Washington threatens to overcharge French products up to 100%

The US government on Monday (December 2nd) threatened to impose additional tariffs of up to 100% on the equivalent of $ 2.4 billion (about 2.15 billion euros ) French products in response to the introduction in France of a tax on the digital giants of the United States.

This announcement – made on the eve of a meeting between US President Donald Trump and his French counterpart, Emmanuel Macron – comes after an investigation opened in July by the US Trade Representative (USTR) concluding that this French GAFA legislation (Google, Apple, Facebook and Amazon) is damaging to US companies.

Among the products that could be surcharged are many cheeses including Roquefort, yogurt, sparkling wine as well as cosmetics such as soap and makeup or handbags. For now, the Trump administration seems to be sparing the traditional wine, one of the most iconic tricolor export products, already already under US retaliation in another commercial dispute over European subsidies to Airbus.

The USTR estimates, in its conclusions, that the French tax, adopted last July, is not "Not in line with international tax policy principles and an abnormal burden for affected US companies".

Read also French digital tax "discriminatory" according to Google, Facebook, Amazon

Investigation possible also against Austria, Italy and Turkey

The proposal, which is yet to receive the approval of Mr Trump, risks intensifying friction with the European Union. Tuesday, the French Minister of the Economy, Bruno Le Maire, qualified "Unacceptable" American threats. "This is not the behavior expected of the United States vis-à-vis one of its main allies, France, and generally Europe"said Le Maire on Radio Classique. Monday, well before the announcement of this proposal, the minister had already warned that France would not give up " never " its tax on GAFA and reproached the United States for wanting a large international agreement on digital taxation.

As is customary, the imposition of such punitive tariffs will be preceded by a period of public consultations to consider any requests for exemption.

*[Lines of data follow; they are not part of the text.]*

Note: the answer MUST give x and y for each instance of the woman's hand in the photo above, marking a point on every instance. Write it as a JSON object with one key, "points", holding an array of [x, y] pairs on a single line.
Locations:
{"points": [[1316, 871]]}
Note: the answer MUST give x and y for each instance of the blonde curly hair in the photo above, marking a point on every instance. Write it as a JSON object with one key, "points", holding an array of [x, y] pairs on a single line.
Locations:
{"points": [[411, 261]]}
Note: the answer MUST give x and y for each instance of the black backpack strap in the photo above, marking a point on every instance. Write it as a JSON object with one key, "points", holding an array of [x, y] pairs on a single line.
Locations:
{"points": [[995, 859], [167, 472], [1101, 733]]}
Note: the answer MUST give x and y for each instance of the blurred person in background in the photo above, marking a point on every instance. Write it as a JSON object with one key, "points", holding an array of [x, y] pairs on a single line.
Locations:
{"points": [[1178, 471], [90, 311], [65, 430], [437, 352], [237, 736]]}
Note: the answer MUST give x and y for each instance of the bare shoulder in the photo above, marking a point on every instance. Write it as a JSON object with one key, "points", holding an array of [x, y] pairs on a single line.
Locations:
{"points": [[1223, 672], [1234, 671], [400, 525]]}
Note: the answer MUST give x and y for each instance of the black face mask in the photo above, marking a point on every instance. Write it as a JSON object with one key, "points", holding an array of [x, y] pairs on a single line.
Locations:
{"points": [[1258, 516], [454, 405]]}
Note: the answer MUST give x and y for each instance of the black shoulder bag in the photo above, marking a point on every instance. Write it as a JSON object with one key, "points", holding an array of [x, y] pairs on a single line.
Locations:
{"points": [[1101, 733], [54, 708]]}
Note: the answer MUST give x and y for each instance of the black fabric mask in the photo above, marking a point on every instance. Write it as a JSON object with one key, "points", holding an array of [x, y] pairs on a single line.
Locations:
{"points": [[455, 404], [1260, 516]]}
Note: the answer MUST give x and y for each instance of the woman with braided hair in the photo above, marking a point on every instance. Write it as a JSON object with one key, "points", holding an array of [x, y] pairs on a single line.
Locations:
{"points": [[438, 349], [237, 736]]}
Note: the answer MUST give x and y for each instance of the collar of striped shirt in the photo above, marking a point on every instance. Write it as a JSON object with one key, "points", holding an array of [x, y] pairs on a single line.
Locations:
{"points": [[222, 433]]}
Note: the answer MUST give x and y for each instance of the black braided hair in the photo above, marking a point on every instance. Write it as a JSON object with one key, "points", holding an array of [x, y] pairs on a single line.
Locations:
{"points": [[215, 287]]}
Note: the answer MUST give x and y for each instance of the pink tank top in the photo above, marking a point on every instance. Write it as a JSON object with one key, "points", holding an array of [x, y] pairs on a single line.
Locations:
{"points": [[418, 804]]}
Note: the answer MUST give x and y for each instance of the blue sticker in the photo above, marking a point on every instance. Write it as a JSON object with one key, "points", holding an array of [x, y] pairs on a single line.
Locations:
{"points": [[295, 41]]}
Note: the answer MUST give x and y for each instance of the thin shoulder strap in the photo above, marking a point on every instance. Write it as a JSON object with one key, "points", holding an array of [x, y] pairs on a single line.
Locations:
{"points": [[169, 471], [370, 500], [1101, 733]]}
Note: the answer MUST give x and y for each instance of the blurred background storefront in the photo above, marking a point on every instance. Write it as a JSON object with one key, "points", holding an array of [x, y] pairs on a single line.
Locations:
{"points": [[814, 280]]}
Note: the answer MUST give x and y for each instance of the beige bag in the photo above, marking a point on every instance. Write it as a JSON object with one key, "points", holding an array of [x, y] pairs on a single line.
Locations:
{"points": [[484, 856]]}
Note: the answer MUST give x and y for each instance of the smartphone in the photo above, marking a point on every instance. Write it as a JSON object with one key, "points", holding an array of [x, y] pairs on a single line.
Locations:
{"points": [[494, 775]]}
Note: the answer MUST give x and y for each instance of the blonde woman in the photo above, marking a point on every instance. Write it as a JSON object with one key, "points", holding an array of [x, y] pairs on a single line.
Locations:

The implementation of such a threat will not be able to intervene before mid-January, according to the calendar unveiled by the USTR.

"The USTR report sends a clear signal to France and warns other countries that are finalizing similar measures that discriminatory taxes will not be tolerated"responded Matt Schruers, Executive Director of the Federation of Computer and Communications Industry (CCIA), in a statement.

He was referring to the fact that the Trump administration is also planning to open an investigation against Austria, Italy and Turkey to determine whether their taxes are threatening US companies.

The French GAFA tax imposes these digital giants to the tune of 3% of the turnover achieved in France, especially on targeted advertising online, the sale of data for advertising purposes and the linking of Internet users by the platforms. This solution is intended to be only temporary pending the outcome of international negotiations.

Article reserved for our subscribers Read also OECD unveils contours of "GAFA tax"

Major issue

The G20 finance ministers, meeting in Washington on October 18, paved the way for crucial and complex negotiations within the Organization for Economic Co-operation and Development (OECD) on this issue, with the goal of achieving a global agreement by June.

The taxation of digital giants and multinationals is a major challenge to adapt global taxation to the digitization of the economy of recent decades, so that states can collect taxes, even if the groups are not physically present on their territory.

This summer, after the definitive adoption of the tax in France, Donald Trump had himself stepped up to the plate on this issue and had let out his anger. He had then denounced "Stupidity" President Emmanuel Macron and threatened to retaliate French wine.

Article reserved for our subscribers Read also Trump Administration Responds to French "GAFA Tax"

As early as this summer, Paris had committed to abandon its tax, which comes into effect this year, as soon as an international solution has been found under the auspices of the OECD. "After calling for an international solution at the OECD, (Washington) is not sure of wanting it », lamented Monday Bruno Le Maire.

For his part, Frenchman Thierry Breton, the new European Commissioner for the Single Market and Digital, has gone further and suggested that US Treasury Secretary Steven Mnuchin could announce the withdrawal of the United States from the negotiations of the United States. OECD.